Mr Keogh told the largely British audience that the Australian Royal Commission into Defence and Veteran Suicide was underway, a necessary extremely important body of work.
But he added: “However, a negative side effect of the increased attention on these matters has been the false impression that all veterans are broken. The truth is that the very opposite is the case.”
He said that statistics show the vast majority of those who serve in Australia’s Defence Forces go on to have successful lives and careers when they transition to civilian life.
He added: “Indeed, they outperform the general population: they are more likely to be employed, they earn more, they have a higher level of education, they are healthier and more likely to own their own home. The skills they gain through service, the attributes they possess – leadership, teamwork, agility, an ability to work under pressure – are the skills in demand in every organisation, by every employer.”
Mr Keogh said that joining the Australian Defence Force sets up young people for success, and they rightfully should be acknowledged as some of the best in the business – no matter the business.
“So when the narrative tells us that veterans are broken, we need to change the story,’’ he insisted.
The royal commission has heard how suicide in Australian Defence Force members is a “significant concern”. According to the Australian Institute of Health and Welfare, ex-serving ADF members are at a much higher risk of suicide than other Australians, with males 24% more likely to die by suicide, and females double the risk than their peers in the general population.

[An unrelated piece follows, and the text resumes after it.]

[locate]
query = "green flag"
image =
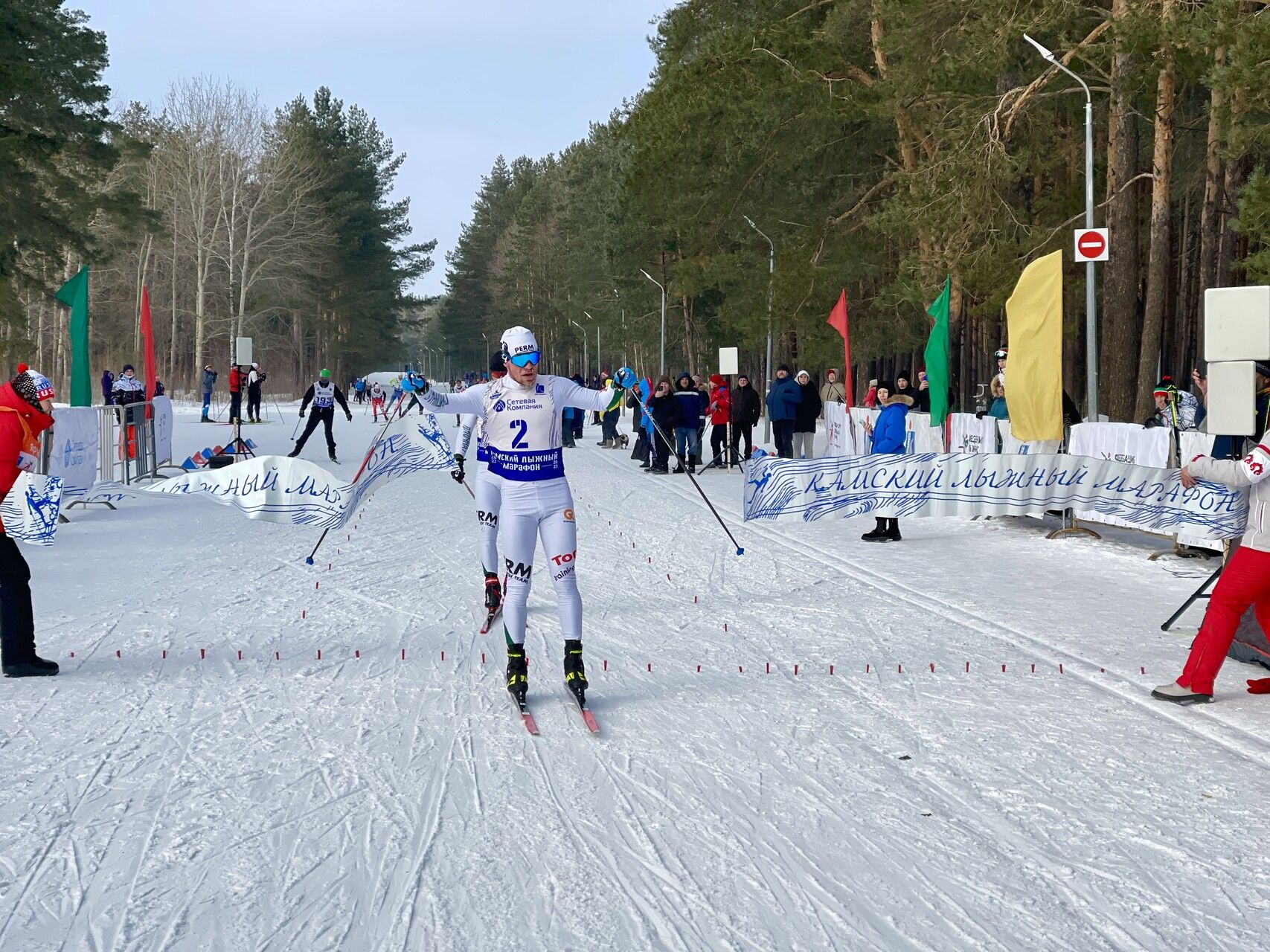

But at this particularly heightened time when Europe is enveloped in two wars: the Russian invasion of Ukraine and the Israeli war against Hamas in Gaza, Mr Keogh believed that commemoration of service “done well, and appropriately” remembering those who served and lost their lives in conflict was also a pledge to work for peace.
He said: “There is no greater champion of peace than those lost, silent witnesses of war. Through commemoration, it is our solemn duty to give those silent witnesses a voice.’’
Mr Keogh is in the UK at a time of increased tension ahead of Saturday’s Armistice Day minute of silence with a pro-Palestinian march, which could attract 70,000 people, and which has had some extreme anti-Semitic elements attach themselves at previous marches, planned for the same day.
British prime minister Rishi Sunak has held the police commissioner to account for allowing the pro-Palestinian march on the same day as Remembrance for the war dead, while the Home Secretary Suella Braverman has accused the police of double standards in selectively enforcing the law.
Both believe the respectful commemoration of acknowledging the sacrifices of the war veterans should be quarantined from any protest march, but the police say a threshold of public disorder in order to ban the march has not been reached.
Mr Keogh said the commemoration of war will always have a role to play in the cause of peace, noting that the Australian War Memorial commemorates around 103,000 people who lost their lives in Australia’s name.
“Those are 103,000 stories, 103,000 people who never came home, all with families left to mourn,’’ Mr Keogh said.
“In Australia we value and honour the service of our veterans. We tell their stories and remember their sacrifices. And we want to do everything in our power to prevent that number from growing.
“Commemoration of war will always have a role to play in the cause of peace.”